The following code will compute the actual varaince of the simualted mean
sample_var <- var(simulationMean)
sample_sd <- sd(simulationMean)
theo_var <- (1 / lambda)^2 / (ntimes)
theo_sd <- 1/(lambda * sqrt(ntimes))
sample_var
## [1] 0.6788525
sample_sd
## [1] 0.8239251
theo_var
## [1] 0.625
theo_sd
## [1] 0.7905694
From our result, we can see that the actual variance (0.6789) of the simulated mean sample data is very close to the theoretical variance (0.625) of original data distribution.
We will consider the minimum and maximum of the average exponentials. Then recreate a histogram of average exponentials with more bins. Draw the density of the average exponentials and draw the normal qqplot. The following investigates whether the exponential distribution is approximately normal. Due to the Central Limit Theorem, the means of the sample simulations should follow a normal distribution.
par(mfrow = c(1,2))
plotdata <- data.frame(simulationMean)
distplot <- ggplot(plotdata, aes(x = simulationMean))
distplot <- distplot + geom_histogram(aes(y = ..density..), colour = "black",
fill = "lightblue")
distplot <- distplot + labs(title = "Distribution of the Exponentials mean", x = "Mean of Samples", y = "Density")

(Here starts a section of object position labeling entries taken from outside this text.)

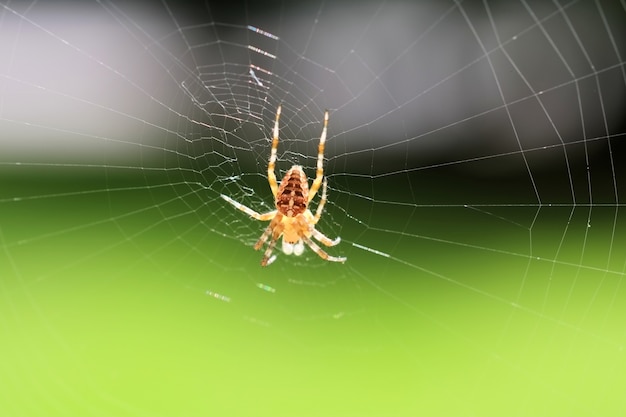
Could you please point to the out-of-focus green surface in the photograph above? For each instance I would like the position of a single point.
(119, 303)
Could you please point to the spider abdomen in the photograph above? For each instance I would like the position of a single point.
(293, 193)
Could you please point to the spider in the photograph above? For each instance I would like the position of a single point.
(292, 218)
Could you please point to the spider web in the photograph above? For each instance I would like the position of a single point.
(475, 167)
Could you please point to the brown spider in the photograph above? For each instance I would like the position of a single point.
(292, 218)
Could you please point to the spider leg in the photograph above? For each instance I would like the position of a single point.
(320, 160)
(275, 229)
(315, 247)
(263, 217)
(325, 239)
(320, 205)
(271, 176)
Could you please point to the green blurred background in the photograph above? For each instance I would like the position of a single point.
(479, 202)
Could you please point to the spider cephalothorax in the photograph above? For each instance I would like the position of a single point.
(292, 218)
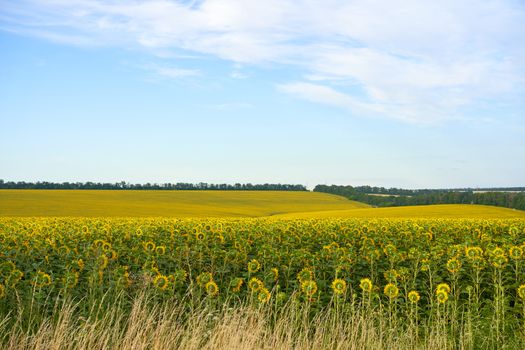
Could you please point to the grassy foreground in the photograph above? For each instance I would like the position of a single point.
(92, 203)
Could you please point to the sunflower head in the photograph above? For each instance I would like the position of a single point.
(275, 273)
(149, 246)
(521, 291)
(515, 253)
(366, 285)
(161, 282)
(212, 289)
(413, 296)
(204, 278)
(42, 279)
(263, 295)
(236, 284)
(453, 265)
(391, 291)
(442, 296)
(309, 287)
(304, 275)
(255, 284)
(499, 261)
(473, 252)
(160, 250)
(339, 286)
(253, 266)
(443, 287)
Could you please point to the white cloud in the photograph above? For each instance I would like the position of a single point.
(410, 60)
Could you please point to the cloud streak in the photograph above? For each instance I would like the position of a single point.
(409, 60)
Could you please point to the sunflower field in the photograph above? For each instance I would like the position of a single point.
(414, 271)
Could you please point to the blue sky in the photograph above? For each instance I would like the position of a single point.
(389, 93)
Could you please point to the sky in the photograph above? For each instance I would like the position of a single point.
(393, 93)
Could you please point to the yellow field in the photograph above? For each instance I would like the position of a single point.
(422, 211)
(93, 203)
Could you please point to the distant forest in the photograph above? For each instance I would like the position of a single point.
(44, 185)
(381, 197)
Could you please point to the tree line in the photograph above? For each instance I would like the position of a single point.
(45, 185)
(398, 197)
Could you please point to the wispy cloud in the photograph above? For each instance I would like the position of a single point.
(410, 60)
(229, 106)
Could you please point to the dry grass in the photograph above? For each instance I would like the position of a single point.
(243, 327)
(104, 203)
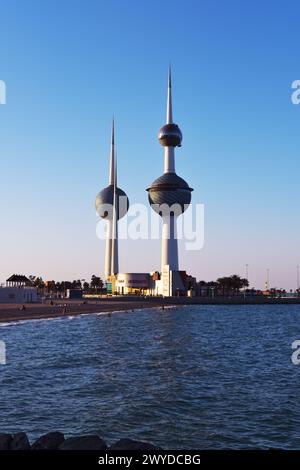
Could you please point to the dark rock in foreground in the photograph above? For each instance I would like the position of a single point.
(5, 440)
(130, 444)
(19, 442)
(57, 441)
(83, 443)
(50, 441)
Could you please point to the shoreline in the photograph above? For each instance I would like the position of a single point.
(13, 313)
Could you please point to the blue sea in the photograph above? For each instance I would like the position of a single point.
(203, 377)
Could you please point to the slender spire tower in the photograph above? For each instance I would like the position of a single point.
(111, 205)
(169, 195)
(115, 245)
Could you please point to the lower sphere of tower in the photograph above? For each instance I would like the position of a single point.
(169, 190)
(105, 200)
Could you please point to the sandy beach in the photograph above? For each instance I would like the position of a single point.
(14, 312)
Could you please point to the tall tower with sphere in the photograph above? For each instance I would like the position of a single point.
(169, 195)
(111, 205)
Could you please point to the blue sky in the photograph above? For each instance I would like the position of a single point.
(68, 65)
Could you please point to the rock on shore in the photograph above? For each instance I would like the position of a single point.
(57, 441)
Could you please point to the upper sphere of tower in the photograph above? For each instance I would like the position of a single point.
(170, 135)
(105, 201)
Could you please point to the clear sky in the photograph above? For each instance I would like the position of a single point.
(69, 64)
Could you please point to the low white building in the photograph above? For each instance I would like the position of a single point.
(18, 295)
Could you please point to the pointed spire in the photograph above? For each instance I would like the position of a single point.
(169, 102)
(112, 154)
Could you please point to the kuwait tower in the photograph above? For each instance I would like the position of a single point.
(111, 205)
(169, 195)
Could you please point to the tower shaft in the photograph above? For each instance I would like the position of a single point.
(108, 249)
(169, 160)
(169, 252)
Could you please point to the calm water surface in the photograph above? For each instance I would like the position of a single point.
(193, 377)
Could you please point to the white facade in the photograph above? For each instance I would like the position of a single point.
(128, 283)
(18, 295)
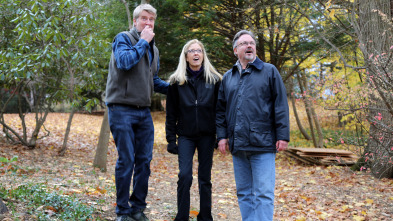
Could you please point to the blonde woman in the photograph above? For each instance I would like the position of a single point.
(190, 120)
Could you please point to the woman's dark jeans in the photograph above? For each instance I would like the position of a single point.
(205, 147)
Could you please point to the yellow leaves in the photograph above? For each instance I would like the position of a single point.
(345, 208)
(193, 213)
(358, 218)
(328, 4)
(369, 202)
(222, 215)
(301, 218)
(331, 13)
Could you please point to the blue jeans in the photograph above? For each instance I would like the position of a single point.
(187, 146)
(255, 176)
(133, 131)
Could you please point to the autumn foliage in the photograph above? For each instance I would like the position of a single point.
(303, 192)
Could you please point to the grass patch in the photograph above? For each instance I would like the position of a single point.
(46, 205)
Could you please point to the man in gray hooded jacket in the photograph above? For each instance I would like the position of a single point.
(132, 77)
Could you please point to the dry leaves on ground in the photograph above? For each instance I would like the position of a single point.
(302, 192)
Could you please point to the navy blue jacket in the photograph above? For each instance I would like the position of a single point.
(252, 108)
(191, 108)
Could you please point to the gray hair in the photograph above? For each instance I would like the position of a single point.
(240, 33)
(144, 7)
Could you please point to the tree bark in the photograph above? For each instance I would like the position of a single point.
(100, 158)
(298, 122)
(374, 29)
(67, 133)
(307, 106)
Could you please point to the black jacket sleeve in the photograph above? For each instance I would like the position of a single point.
(172, 112)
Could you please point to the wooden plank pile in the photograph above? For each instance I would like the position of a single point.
(322, 156)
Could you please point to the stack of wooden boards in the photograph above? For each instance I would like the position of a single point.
(322, 156)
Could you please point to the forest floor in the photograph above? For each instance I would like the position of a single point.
(303, 192)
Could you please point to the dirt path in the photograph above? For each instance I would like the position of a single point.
(302, 192)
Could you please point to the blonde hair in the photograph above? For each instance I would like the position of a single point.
(144, 7)
(210, 73)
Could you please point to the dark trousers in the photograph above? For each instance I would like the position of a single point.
(205, 147)
(133, 132)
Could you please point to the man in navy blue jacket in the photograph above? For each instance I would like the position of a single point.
(132, 78)
(253, 123)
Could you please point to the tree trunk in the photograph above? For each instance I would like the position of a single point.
(298, 122)
(308, 112)
(100, 158)
(64, 147)
(374, 29)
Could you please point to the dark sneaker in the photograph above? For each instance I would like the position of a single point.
(124, 218)
(139, 216)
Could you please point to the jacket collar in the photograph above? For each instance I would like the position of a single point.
(137, 34)
(257, 64)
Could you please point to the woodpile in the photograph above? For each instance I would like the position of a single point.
(322, 156)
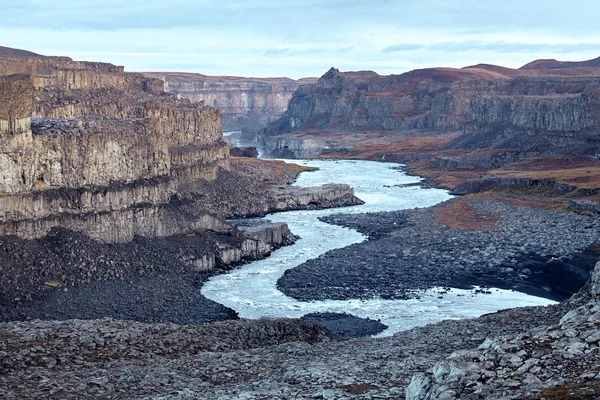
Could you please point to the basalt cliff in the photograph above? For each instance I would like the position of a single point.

distplot <- distplot + geom_vline(aes(xintercept = sample_mean, colour = "seashell"))
distplot <- distplot + geom_vline(aes(xintercept = theo_mean, colour = "gold1" ))
distplot <- distplot + stat_function(fun = dnorm, args = list(mean = sample_mean, sd = sample_sd), color = "greenyellow", size = 1.0)
distplot <- distplot + stat_function(fun = dnorm, args = list(mean = theo_mean, sd = theo_sd), colour = "red", size = 1.0)
distplot
## `stat_bin()` using `bins = 30`. Pick better value with `binwidth`.
qqnorm(simulationMean)
qqline(simulationMean, col = 4)
The density of the actual data is shown by the seashell bars. The theoretical mean and the sample mean are so close that they nearly overlap. The “red” line shows the normal curve formed by the the theoretical mean and standard deviation. The “greenyellow” line shows the curve formed by the sample mean and standard deviation. As you can see from the graph, the distribution of means of 40 exponential distributions is close to the normal distribution with the expected theoretical values based on the given lambda.
Next we check the confidence interval levels to see how they compare.
To Calculate the sample confidence interval using sampleCI = mean of x plus or minus the 97.5th normal quantile times the standard error of the mean standard deviation of x divided by the square root of n (the length of the vector x).
sampleCI <- round(mean(simulationMean) + c(-1,1)*1.96*sample_sd/sqrt(ntimes),3)
sampleCI
## [1] 4.787 5.298
To Calculate the theoretical confidence interval we use theoCI = theoMean of x plus or minus the 97.5th normal quantile times the standard error of the mean standard deviation of x divided by the square root of n (the length of the vector x).
theoCI <- theo_mean+ c(-1,1) * 1.96 * sqrt(theo_var)/sqrt(ntimes)
theoCI
## [1] 4.755 5.245
The sample confidence interval is 4.787 5.298 and the theoretical confidence level is 4.755 5.245. The confidence levels also match closely. Again, proving the distribution is approximately normal.
As shown above, the distribution of means of the simulated exponential distributions follows a normal distribution due to the Central Limit Theorem. If the number of samples increase (currently at 1000), the distribution should be even closer to the standard normal distribution.